Il film è una spietata dissezione della bancarotta morale del mondo adulto. Mentre Paulette e Michel costruiscono il loro santuario con una serietà tombale, gli adulti intorno a loro sono impegnati in un balletto dell'assurdo. Si ubriacano, litigano per un pezzo di terra, si accusano a vicenda di furti ridicoli, il tutto mentre la Storia con la S maiuscola sta radendo al suolo la loro civiltà. La loro incapacità di consolare Paulette, di spiegare la morte, di offrire un rifugio che non sia puramente materiale, è la vera tragedia del film. Delegano il lavoro emotivo e spirituale ai loro stessi figli, che sono costretti a improvvisare una cosmologia dal nulla, usando i detriti del mondo dei grandi.
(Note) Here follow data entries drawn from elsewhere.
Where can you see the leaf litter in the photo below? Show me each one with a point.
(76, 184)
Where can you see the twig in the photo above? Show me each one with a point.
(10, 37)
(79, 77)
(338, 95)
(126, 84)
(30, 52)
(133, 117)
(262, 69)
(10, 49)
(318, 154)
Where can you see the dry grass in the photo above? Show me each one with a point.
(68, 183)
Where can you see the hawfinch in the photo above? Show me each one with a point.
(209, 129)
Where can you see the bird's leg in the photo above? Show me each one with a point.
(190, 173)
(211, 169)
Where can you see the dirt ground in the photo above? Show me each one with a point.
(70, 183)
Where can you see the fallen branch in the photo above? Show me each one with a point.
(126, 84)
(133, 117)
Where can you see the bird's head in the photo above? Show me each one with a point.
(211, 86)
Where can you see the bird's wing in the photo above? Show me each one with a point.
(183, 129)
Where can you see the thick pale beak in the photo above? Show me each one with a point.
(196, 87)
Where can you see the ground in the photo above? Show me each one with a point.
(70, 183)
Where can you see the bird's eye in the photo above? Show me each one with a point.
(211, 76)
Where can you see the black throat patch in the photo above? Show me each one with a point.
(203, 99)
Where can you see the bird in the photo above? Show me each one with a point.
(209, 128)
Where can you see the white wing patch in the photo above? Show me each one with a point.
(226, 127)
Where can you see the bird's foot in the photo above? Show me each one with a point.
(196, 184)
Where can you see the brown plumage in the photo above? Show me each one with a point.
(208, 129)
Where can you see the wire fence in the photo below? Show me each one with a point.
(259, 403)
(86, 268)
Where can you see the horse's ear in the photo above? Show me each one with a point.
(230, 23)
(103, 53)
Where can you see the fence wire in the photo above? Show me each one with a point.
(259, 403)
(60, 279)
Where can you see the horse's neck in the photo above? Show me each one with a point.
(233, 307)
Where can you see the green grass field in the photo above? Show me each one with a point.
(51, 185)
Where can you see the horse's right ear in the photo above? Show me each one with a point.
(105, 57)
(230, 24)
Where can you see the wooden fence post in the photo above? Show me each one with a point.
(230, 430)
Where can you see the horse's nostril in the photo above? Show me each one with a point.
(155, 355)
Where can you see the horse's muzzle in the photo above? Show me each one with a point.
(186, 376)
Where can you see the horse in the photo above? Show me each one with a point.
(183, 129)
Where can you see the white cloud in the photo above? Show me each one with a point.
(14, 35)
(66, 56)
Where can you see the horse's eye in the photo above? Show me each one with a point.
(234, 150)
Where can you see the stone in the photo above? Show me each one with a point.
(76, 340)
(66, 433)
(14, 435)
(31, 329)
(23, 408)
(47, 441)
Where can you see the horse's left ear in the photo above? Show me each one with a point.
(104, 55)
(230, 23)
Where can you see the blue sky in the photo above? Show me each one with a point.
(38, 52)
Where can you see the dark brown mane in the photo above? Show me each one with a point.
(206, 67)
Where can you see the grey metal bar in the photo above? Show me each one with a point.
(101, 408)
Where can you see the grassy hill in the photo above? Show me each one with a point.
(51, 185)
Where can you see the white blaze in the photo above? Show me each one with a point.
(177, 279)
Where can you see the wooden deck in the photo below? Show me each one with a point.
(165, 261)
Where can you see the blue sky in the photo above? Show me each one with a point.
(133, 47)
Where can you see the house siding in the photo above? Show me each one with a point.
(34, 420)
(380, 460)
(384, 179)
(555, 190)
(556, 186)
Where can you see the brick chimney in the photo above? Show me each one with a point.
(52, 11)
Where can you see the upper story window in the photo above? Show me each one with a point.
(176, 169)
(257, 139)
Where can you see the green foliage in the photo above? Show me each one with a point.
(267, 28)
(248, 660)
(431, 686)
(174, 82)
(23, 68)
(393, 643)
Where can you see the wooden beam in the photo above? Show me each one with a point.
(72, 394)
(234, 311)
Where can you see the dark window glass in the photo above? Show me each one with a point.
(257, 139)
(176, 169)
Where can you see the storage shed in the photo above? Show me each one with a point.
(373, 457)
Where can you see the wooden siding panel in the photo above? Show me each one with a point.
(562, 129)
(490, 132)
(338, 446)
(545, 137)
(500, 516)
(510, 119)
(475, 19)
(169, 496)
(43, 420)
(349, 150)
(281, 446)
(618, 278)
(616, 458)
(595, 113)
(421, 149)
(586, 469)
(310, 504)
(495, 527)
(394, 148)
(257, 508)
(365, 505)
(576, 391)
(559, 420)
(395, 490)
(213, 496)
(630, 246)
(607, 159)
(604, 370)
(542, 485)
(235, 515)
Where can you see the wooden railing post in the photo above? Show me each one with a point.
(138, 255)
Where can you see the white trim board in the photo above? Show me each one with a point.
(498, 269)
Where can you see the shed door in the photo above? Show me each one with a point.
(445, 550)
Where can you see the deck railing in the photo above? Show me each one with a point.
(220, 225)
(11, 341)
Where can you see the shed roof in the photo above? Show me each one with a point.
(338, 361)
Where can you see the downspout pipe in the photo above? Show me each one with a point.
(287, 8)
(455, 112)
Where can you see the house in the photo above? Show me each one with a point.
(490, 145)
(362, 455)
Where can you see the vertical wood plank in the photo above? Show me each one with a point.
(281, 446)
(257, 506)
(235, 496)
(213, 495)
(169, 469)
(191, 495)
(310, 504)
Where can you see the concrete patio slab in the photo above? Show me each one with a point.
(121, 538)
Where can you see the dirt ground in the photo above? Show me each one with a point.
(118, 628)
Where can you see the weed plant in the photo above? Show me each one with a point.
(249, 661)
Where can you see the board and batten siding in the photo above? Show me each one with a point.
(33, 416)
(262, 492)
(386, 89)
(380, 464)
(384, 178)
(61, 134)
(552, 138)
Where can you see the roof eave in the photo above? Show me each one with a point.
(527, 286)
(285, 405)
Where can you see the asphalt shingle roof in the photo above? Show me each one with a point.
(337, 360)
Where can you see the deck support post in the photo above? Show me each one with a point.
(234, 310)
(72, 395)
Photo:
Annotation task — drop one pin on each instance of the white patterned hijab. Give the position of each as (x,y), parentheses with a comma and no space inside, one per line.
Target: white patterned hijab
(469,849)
Il finale è una pugnalata allo stomaco che lascia senza fiato, uno dei più crudeli e necessari della storia del cinema. Separati, con il loro cimitero segreto scoperto e distrutto, Paulette finisce in un centro della Croce Rossa, un mare di bambini anonimi e perduti. Non piange. Vaga in uno stato di shock finché non sente una donna chiamare "Michel!". Si volta, il viso illuminato da una speranza disperata, e chiama a sua volta: "Michel!". Ma non è il suo Michel. E mentre la folla la inghiotte, la sua voce si trasforma in un pianto disperato, mentre chiama sua madre, un nome che non pronunciava dall'inizio del film. È il crollo finale. Il gioco è finito. La magia protettiva che aveva costruito con il suo amico è svanita, e il mondo reale, nella sua indifferenza totale, la reclama. Non c'è catarsi, non c'è consolazione. C'è solo il silenzio che segue la fine di un incantesimo, e il rumore assordante del mondo che ricomincia a girare senza di te.
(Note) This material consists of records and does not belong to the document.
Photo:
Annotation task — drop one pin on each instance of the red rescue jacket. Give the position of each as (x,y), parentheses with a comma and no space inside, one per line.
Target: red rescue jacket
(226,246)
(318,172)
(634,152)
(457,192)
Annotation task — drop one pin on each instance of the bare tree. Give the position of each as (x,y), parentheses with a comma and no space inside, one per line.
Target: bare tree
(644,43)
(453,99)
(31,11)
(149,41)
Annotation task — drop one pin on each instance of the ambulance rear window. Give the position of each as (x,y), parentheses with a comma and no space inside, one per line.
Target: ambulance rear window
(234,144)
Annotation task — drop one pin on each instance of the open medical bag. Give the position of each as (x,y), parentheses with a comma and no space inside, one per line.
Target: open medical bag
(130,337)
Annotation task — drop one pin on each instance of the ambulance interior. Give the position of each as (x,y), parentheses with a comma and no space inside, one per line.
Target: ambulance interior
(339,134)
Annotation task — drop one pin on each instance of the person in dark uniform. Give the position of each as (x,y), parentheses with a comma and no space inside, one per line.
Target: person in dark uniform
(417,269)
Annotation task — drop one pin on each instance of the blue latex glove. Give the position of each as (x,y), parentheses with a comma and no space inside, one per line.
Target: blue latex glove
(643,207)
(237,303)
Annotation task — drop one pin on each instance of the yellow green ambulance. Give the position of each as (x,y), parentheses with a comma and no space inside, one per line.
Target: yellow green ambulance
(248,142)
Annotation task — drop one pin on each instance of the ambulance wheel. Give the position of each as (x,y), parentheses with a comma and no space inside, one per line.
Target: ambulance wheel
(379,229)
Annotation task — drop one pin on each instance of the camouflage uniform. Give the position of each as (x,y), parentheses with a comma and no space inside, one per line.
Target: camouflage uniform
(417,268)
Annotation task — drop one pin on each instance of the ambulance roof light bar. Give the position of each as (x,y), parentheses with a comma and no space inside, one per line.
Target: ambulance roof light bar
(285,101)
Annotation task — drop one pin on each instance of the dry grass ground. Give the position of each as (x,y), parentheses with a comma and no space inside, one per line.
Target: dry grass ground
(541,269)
Giochi proibiti è un'opera che trascende la sua etichetta di "film sulla guerra". È un trattato di filosofia morale travestito da elegia. È la dimostrazione che l'innocenza non è l'assenza di conoscenza del male, ma il tentativo ostinato, eroico e destinato al fallimento di creare il bene in sua presenza. È un film che ci ricorda che i rituali più potenti non sono quelli sanciti dalla tradizione, ma quelli inventati nel buio, per disperazione, da due bambini che cercavano solo un posto sicuro dove seppellire il loro cane.